3.6. Analysis of Anthocyanins in Grape Berries by HPLC-PDA Analysis

The identification and quantification of anthocyanins were performed according to Lago-Vanzela et al. [2]. The analysis was carried out on a Luna 5 μ C18 column (250 × 4.6 mm) with a guard column. A binary gradient of a mixture of water/acetonitrile/formic acid was used. The linear gradient was A 83/7/10; B: 40/50/10 (v/v/v); A%: 0 min. 94%, 20 min. 80%, 35 min. 60%, 35 min. 40%, 40 min. 90%, and 45 min and 55 min 94%. The flow rate was set at 0.5 mL/min. Chromatographic separation and detection were performed using an Agilent Series 1100 chromatographic system equipped with a quaternary pump, a degassing device, a 20-μL injection loop (Rheodyne, Cotati, CA, USA), and a PDA detector (200–650 nm).

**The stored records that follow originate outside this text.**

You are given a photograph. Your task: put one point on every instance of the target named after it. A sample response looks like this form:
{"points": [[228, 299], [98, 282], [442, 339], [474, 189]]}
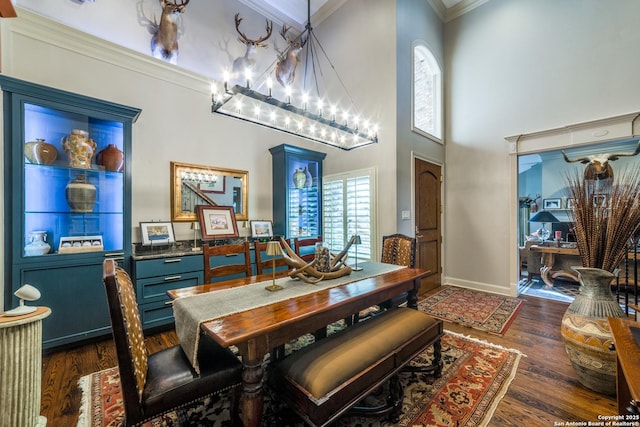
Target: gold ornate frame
{"points": [[186, 193]]}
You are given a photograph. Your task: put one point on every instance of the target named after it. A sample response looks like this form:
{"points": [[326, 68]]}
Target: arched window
{"points": [[426, 95]]}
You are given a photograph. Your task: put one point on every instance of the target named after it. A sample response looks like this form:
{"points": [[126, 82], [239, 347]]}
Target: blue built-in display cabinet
{"points": [[297, 191], [67, 202]]}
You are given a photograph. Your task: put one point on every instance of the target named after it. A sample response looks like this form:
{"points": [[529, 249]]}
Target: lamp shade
{"points": [[273, 248], [544, 216]]}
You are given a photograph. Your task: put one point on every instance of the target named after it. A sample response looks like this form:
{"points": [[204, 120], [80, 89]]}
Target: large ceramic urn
{"points": [[585, 330], [79, 148]]}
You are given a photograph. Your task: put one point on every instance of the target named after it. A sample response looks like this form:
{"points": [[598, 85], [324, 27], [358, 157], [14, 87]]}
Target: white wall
{"points": [[176, 123], [516, 67]]}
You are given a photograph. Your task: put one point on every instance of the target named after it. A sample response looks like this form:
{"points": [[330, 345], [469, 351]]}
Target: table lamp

Stock solution of malvidin-3-glucoside (5 mg/L) was prepared with (5% v/v) perchloric acid solution to construct external standard curve (y = 269.37 × –19.353, and correlation coefficient R² = 0.9997). This solution of malvidin-glucoside was diluted to obtain standard solutions (100–500 µg/mL for the preparation of calibration curves. These solutions were freshly prepared every day. The final anthocyanin concentration is expressed as milligram per kilogram fresh weight (fw) of extracts. All analyses were done in triplicate.